結ばれないはずが、一途な彼に愛を貫かれました ~裏切りと再会のシークレット・ベビー・ラブ~
「そうだったね、これも君からのプレゼントだった」

 すでに六年もたっているのに、洗い立てのように綺麗に折りたたまれている。

「アル、このハンカチはしばらく預かってもいい?」
「いいけど、どうして?」
「あなたの家名を入れたかったの。あの時は、ヘザー侯爵家だと知らなかったから」
「あぁ、そうだったね」

 ソフィアはハンカチを胸にあてて握りしめた。思えば、幸せの全てをアルベルトが用意してくれる。震える胸を抑えながら、ソフィアは肖像画を見上げた。隣に立ちソフィアを見つめるアルベルトの目はいつまでも優しく、穏やかなものだった。

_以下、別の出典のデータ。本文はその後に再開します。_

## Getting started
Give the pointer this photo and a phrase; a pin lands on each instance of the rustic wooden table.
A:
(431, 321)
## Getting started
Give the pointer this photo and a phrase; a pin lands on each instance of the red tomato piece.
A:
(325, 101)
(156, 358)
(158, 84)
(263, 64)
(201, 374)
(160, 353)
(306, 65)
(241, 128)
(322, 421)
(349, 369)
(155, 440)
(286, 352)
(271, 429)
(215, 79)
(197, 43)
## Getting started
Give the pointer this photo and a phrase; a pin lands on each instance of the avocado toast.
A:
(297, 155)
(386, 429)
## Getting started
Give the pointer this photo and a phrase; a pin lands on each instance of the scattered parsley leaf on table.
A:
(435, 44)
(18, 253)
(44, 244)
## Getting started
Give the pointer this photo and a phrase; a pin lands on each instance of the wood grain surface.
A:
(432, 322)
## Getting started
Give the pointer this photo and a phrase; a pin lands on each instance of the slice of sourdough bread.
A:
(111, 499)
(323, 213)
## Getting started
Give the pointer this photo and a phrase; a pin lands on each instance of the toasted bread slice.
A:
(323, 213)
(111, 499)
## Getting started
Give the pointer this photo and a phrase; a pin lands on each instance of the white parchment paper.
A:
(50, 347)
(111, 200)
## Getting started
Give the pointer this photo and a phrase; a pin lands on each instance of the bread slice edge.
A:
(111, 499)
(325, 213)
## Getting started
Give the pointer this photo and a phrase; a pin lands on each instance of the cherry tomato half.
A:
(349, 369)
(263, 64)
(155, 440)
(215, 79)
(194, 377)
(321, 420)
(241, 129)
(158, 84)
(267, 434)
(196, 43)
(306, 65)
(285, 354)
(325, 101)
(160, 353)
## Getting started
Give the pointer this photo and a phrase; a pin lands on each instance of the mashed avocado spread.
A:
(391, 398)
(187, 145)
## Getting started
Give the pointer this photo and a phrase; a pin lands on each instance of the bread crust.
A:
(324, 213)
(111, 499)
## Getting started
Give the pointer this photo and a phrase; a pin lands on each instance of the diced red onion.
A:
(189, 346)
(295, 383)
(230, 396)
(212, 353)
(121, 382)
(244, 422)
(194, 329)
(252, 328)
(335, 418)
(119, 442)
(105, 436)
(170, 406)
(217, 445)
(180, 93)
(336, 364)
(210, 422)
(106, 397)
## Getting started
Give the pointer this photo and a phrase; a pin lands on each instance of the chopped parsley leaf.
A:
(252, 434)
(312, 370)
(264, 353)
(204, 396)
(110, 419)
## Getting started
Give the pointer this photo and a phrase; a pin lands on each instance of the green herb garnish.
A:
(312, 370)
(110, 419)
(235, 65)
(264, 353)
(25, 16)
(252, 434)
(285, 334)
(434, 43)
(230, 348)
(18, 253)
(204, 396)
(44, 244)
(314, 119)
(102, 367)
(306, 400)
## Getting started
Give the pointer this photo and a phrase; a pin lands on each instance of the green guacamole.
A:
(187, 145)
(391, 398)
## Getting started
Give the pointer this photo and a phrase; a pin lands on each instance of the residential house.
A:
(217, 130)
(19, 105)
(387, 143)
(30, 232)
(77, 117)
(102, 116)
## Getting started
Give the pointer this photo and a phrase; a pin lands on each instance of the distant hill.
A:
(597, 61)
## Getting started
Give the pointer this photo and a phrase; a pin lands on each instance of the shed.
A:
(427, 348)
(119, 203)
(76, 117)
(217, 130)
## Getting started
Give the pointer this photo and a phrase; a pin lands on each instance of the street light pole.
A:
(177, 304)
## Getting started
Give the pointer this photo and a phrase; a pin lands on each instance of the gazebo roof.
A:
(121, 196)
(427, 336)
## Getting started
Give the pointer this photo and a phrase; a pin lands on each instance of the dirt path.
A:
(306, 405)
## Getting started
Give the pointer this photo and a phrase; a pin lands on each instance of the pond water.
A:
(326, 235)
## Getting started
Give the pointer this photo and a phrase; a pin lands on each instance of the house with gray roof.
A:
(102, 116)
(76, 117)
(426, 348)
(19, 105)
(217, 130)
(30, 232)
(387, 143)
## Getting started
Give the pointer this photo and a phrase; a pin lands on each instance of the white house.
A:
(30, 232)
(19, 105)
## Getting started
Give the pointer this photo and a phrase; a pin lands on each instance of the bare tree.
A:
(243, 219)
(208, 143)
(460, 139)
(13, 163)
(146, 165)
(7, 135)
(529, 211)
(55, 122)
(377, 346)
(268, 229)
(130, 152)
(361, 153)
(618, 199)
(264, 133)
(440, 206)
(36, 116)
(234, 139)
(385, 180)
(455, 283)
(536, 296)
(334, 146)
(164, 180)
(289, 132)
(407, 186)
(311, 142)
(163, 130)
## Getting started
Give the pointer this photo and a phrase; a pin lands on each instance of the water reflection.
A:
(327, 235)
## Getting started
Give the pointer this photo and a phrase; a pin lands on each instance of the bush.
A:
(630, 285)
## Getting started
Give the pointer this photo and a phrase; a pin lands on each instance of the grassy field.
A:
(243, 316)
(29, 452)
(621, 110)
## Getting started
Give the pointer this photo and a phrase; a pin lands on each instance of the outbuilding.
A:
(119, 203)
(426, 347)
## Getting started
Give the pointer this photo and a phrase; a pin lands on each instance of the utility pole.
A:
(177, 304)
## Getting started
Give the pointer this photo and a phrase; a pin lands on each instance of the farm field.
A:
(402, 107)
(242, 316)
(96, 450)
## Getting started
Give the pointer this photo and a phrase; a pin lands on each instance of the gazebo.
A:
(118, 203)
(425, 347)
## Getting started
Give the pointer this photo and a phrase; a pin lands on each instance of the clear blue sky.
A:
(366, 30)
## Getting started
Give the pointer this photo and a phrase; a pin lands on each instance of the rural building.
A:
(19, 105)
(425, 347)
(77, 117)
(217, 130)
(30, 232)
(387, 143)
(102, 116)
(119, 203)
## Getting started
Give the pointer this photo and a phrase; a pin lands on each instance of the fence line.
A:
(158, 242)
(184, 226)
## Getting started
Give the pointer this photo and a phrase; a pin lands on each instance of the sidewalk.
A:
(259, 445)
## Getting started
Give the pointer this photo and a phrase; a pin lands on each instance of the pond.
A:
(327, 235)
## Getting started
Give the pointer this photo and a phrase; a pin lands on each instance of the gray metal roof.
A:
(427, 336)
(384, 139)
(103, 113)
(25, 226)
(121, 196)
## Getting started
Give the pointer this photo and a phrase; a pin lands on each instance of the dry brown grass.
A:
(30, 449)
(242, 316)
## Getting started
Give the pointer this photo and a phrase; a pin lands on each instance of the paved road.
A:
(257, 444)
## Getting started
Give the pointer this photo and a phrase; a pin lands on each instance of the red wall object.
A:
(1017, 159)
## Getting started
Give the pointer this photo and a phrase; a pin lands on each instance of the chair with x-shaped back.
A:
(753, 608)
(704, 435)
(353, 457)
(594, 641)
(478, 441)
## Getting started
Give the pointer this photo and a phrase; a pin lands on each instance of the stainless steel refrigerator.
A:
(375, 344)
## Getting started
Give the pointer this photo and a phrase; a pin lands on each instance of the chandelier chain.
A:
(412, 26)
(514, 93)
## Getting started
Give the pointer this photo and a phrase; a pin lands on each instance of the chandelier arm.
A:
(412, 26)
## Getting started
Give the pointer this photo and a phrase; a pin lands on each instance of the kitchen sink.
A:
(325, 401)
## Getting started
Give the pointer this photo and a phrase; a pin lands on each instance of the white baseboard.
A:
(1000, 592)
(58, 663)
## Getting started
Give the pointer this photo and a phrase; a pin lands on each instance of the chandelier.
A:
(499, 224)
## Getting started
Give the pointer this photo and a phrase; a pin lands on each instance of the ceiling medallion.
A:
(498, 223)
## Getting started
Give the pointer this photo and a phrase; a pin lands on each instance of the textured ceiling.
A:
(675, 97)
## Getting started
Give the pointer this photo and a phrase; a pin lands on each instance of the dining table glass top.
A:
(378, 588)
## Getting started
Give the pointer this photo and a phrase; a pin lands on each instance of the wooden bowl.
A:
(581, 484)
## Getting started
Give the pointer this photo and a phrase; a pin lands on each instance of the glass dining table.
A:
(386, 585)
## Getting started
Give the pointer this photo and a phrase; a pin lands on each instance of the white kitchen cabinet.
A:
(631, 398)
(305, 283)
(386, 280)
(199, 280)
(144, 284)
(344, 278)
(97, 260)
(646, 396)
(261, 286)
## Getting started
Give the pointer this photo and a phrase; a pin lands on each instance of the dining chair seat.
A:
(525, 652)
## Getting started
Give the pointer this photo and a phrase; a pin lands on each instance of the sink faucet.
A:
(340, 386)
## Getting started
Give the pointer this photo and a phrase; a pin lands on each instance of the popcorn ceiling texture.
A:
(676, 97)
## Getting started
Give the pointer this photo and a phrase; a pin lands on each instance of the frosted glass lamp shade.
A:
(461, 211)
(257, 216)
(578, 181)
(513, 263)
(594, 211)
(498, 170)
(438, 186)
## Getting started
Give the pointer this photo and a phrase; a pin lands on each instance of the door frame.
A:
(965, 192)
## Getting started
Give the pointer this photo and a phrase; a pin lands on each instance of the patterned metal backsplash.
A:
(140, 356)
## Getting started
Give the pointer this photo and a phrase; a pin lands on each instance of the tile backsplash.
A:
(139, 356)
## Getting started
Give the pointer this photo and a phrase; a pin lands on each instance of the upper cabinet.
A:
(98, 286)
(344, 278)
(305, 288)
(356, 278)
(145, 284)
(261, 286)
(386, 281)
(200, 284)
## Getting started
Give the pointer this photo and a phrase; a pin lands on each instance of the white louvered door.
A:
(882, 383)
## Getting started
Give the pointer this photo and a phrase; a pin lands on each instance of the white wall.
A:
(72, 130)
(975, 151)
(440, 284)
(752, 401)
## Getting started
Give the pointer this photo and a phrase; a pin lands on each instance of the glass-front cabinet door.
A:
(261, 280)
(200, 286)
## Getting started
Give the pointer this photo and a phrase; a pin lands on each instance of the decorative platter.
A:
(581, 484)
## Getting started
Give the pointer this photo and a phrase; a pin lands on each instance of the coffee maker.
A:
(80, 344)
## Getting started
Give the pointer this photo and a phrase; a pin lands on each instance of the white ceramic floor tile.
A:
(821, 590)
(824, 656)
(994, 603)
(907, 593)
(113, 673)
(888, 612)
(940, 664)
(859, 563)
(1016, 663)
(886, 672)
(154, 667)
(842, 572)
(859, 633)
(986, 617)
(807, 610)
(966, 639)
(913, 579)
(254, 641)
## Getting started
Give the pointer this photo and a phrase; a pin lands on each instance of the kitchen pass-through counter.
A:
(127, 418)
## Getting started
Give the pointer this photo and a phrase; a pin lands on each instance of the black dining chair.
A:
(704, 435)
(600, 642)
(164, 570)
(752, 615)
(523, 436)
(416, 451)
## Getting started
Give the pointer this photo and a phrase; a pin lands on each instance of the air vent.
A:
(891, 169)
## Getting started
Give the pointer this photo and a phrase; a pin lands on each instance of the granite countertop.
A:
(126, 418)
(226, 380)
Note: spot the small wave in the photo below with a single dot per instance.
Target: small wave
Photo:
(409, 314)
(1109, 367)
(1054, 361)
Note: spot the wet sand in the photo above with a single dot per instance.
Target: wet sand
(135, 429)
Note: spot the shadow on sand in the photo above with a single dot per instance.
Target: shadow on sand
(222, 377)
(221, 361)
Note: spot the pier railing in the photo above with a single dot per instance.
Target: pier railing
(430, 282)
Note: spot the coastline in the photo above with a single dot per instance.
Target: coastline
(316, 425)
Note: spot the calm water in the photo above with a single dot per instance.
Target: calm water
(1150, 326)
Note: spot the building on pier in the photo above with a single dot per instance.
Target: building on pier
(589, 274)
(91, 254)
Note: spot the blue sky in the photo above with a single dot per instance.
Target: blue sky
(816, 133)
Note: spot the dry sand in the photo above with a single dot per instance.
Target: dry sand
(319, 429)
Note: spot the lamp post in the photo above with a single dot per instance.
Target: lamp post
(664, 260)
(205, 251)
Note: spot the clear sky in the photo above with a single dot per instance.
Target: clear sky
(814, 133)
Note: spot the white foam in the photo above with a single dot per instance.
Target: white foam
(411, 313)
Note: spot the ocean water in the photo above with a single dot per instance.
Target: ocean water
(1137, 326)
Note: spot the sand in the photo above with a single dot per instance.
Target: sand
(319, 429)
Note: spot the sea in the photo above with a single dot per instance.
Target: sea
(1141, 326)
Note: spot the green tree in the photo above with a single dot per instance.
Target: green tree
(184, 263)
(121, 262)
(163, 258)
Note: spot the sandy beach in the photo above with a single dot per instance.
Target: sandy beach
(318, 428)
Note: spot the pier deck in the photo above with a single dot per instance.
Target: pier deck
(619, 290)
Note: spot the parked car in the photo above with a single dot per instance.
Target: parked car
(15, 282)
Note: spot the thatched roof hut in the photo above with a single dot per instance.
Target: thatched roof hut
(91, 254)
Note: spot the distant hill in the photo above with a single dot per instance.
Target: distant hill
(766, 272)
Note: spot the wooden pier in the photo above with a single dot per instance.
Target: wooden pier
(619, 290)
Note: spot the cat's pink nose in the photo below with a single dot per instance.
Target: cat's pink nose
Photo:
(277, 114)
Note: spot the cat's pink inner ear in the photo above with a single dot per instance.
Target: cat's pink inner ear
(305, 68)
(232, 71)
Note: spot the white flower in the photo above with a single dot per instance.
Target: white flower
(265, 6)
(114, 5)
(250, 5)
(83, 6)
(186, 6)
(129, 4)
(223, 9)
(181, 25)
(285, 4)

 しばらくするとアルベルトは抜けられない仕事があるから、と言って別荘を出て行った。家を整える仕事を任されたソフィアは、ミレーと一緒に別荘の掃除からとりかかる。リヒトも一緒に手伝わせながら、二人は久しぶりの再会で積もる話をした。

「そうなの、そんなことがあったのね」

 ミレーから聞くグレーン男爵家の様子は、あまり喜ばしいものではなかった。ソフィアが家を出た後、男爵である父は深酒が増え領地経営もままならなくなる。兄が留学先から帰って来たものの、慣れない経営にてこずっているのか、怪しげな投資話に手を出して今や男爵家の経済状況は破産寸前にまできているようだった。